Mukesh Ambani-promoted Jio Fin Services witnessed a block deal on Thursday in which Goldman Sachs sold over 26.75 lakh shares worth Rs 62 crore. The buyer in the deal was Morgan Stanley.
Goldman sold these shares through its affiliate Goldman Sachs Bank Europe SE-ODI at Rs 231.45 apiece. Morgan Stanley Asia Singapore PTE bought the shares.
The stock ended today at Rs 234.20 on the BSE, up Rs 2.60 or 1.12% over Wednesday's closing price.
Shares of Jio Financial Services have slipped 12% in the past one year underperforming the benchmarks Nifty and the BSE Sensex, which have dropped nearly 4% and 7%, respectively in the same period, according to Trendlyne data.
The stock has slipped below its 50-day and 200-day simple moving averages (SMAs) of Rs 241 and Rs 285, respectively.
On Friday, Jio Financial Services reported a 14% year-on-year decline in its consolidated net profit for the quarter ended March 31, 2026 at Rs 272 crore compared to Rs 316 crore in the year-ago period.
The total revenue from operations in Q4FY26 stood at Rs 1,019 crore, surging 106% over Rs 493 crore in the corresponding quarter of the last financial year.
However, the company's profit after tax (PAT) grew 1.2% sequentially to Rs 269 crore while the topline increased by 13% quarter-on-quarter to Rs 901 crore in Q4FY25.
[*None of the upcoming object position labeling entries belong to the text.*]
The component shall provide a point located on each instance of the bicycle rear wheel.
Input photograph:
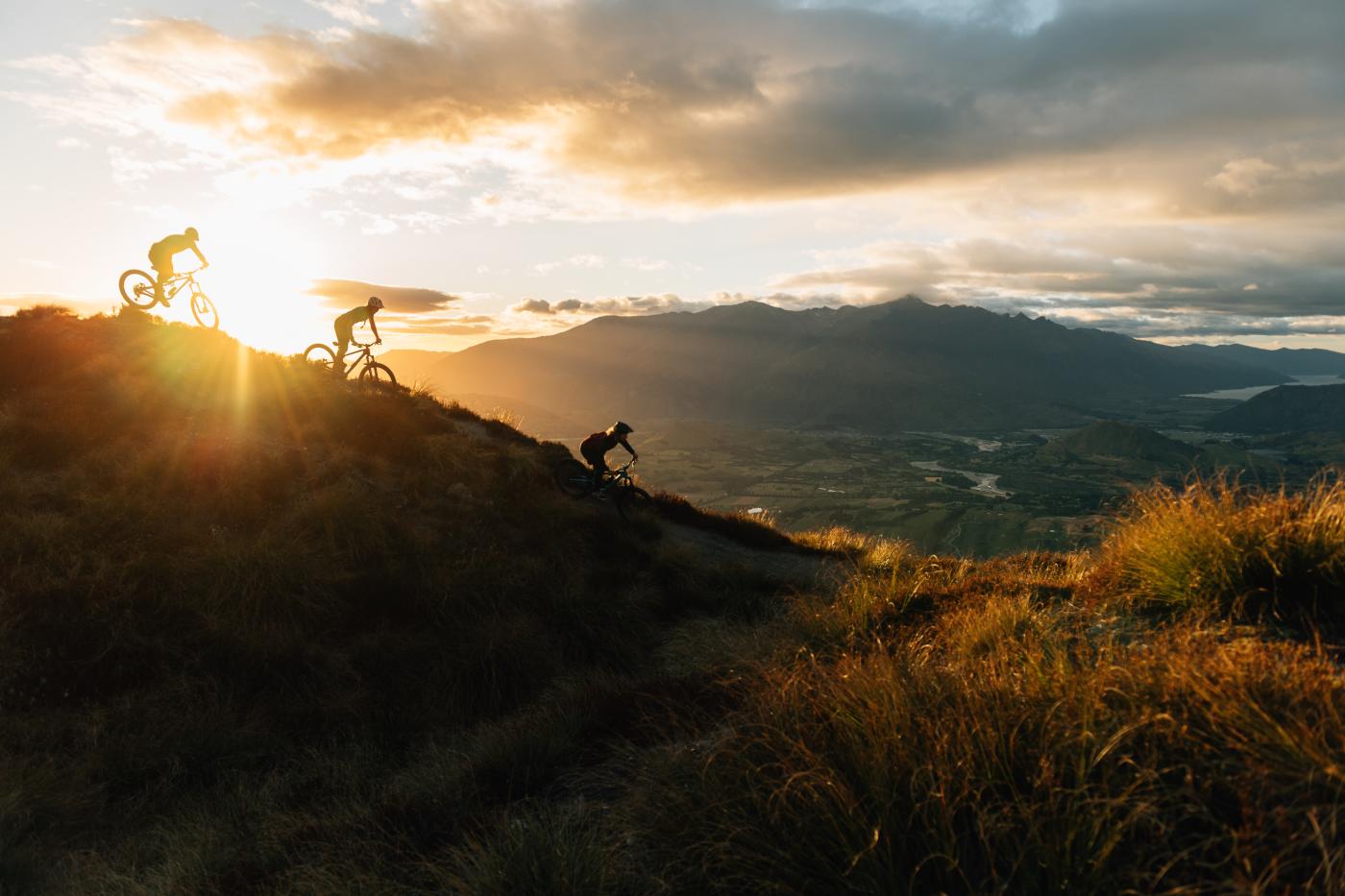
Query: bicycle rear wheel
(137, 289)
(320, 355)
(574, 478)
(377, 375)
(634, 503)
(204, 309)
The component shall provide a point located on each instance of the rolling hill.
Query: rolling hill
(898, 365)
(1286, 409)
(1291, 362)
(261, 631)
(1109, 439)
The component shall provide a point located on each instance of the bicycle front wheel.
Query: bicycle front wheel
(320, 355)
(574, 478)
(137, 289)
(634, 503)
(204, 309)
(377, 375)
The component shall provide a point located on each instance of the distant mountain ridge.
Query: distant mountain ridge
(892, 366)
(1286, 409)
(1291, 362)
(1112, 439)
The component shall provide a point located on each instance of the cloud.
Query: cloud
(1107, 275)
(742, 100)
(340, 294)
(622, 305)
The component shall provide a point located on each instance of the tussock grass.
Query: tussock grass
(266, 633)
(1235, 552)
(238, 599)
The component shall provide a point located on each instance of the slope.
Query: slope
(1291, 362)
(232, 586)
(266, 633)
(1286, 409)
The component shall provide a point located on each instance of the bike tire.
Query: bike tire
(204, 309)
(377, 375)
(137, 289)
(574, 478)
(634, 503)
(322, 355)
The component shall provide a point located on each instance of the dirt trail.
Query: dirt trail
(789, 568)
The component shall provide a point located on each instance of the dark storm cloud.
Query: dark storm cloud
(752, 98)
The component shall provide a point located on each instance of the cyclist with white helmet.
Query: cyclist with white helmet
(598, 444)
(346, 325)
(161, 254)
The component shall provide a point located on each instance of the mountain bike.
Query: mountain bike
(575, 480)
(372, 373)
(137, 291)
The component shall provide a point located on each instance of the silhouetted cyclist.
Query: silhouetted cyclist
(596, 447)
(161, 254)
(345, 329)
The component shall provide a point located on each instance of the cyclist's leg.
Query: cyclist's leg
(163, 268)
(599, 470)
(343, 336)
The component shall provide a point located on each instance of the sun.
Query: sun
(259, 272)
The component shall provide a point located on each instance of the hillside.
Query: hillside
(1291, 362)
(1286, 409)
(1122, 442)
(901, 365)
(261, 631)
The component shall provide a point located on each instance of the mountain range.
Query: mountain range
(880, 368)
(1291, 362)
(1286, 409)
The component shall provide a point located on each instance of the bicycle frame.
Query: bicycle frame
(616, 478)
(360, 350)
(174, 284)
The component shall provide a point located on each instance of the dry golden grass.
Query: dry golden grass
(265, 633)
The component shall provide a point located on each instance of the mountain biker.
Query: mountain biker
(161, 254)
(598, 444)
(345, 329)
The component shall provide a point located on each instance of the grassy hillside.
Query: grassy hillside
(266, 633)
(1287, 409)
(1122, 442)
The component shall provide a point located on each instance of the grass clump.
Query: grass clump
(1234, 552)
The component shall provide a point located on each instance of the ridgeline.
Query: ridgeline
(261, 631)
Jio Financial's net interest income in the quarter under review stood at Rs 202 crore versus Rs 81 crore in the year-ago period.
Jio Financial Services' consolidated total income was Rs 3,274 crore witnessing a growth of 78% YoY. Jio Credit’s Assets Under Management (AUM) crossed Rs 25,000 crore in FY26 while Jio Payment Solutions' total payment value crossed Rs 50,000 crore in FY26.